Tuesday, 14 January 2014

UN says Congo's defeated M23 rebels active again



The top U.N. envoy in Congo said Monday there are "credible reports" that the M23 rebel group is recruiting fighters and resuming activities despite last month's peace agreement with the Congolese government following its military defeat.
Martin Kobler told the U.N. Security Council that the M23 must not be allowed to re-emerge as a military force, which would roll back regional and international efforts to end decades of fighting centered in mineral-rich eastern Congo.
M23 launched its rebellion in April 2012, becoming the latest reincarnation of a Tutsi rebel group dissatisfied with the Congolese government. Rwanda's Tutsi-led government has been accused by U.N. experts and others of backing the M23 and using it as a proxy force to secure access to eastern Congo's lucrative mining trade — an allegation the government denies.
The December peace agreement between the M23 and Congo's government, which was signed in Nairobi, requires the insurgent group to demobilize its fighters and transform itself into a political party.

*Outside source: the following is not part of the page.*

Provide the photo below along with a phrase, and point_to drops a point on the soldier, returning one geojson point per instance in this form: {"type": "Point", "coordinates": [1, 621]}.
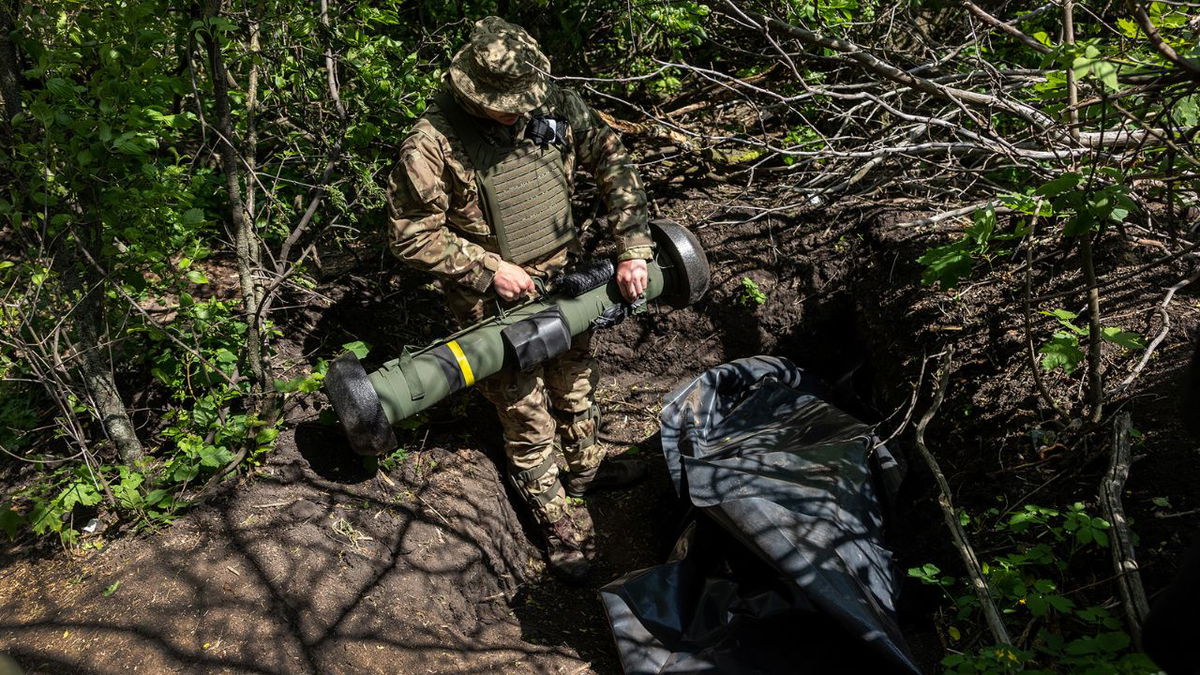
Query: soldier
{"type": "Point", "coordinates": [481, 198]}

In the past month, however, Kobler said, "there are credible reports that the military recruitment of the M23 did not cease ... (and) of emerging M23 activities in Ituri in northeastern Congo."
He urged Congo's government to implement the agreement with M23 and expedite the disarmament, demobilization and reintegration of its fighters, a process he said "is still too slow."
Kobler also urged the Rwandan and Ugandan governments "to do everything possible to prevent M23 elements from sheltering or training troops on their territory."
The Congo conflict is a spillover from the 1994 genocide in neighboring Rwanda. Hundreds of Hutus who participated in the mass slaughter escaped into Congo and still fight there, along with other armed groups.
In February, the Congolese government and 10 other African nations including Rwanda and Uganda took the most concerted action to bring peace to Congo by signing an agreement not to interfere in each other's internal affairs or host armed groups.
The Security Council followed up in late March by beefing up the U.N. peacekeeping force in Congo with an "intervention brigade" and giving it an unprecedented mandate to take offensive military action against rebel groups to help bring peace to the east by neutralizing and disarming their fighters. The council also authorized the use of unarmed drones on a trial basis for intelligence gathering in eastern Congo.
Mary Robinson, the U.N. envoy for the Great Lakes region of central Africa, told the council by videoconference from the Congolese capital, Kinshasa, that the positive atmosphere following the December peace agreement between Congo and the M23 "has vanished."
"The region is going through a period of renewed turbulence," she said, pointing to an attack on Dec. 25 by ADF rebels on the town of Kamango that killed more than 50 people and coordinated attacks on Dec. 30 in Kinshasa, Lumbumbashi and Kindu that left more than 100 people dead.
Robinson urged all parties to the February agreement to immediately implement all commitments "in order to bring about concrete peace dividends and lasting life improvement to the people in the region."
With the defeat of M23, Kobler said, U.N. and Congolese forces are now focused on defeating the Democratic Forces for the Liberation of Rwanda, or FDLR, which was formed by extremist Hutus from neighboring Rwanda who took part in that country's 1994 genocide and then fled across the border.
Kobler said first operations against FDLR "have cleared some positions." He urged the Congolese forces "to intensify the joint planning and execution of operations against the FDLR."
Kobler said Congolese and U.N. forces will also be going after the ADF, a group of Islamist rebel fighters led by Ugandan commanders, this year.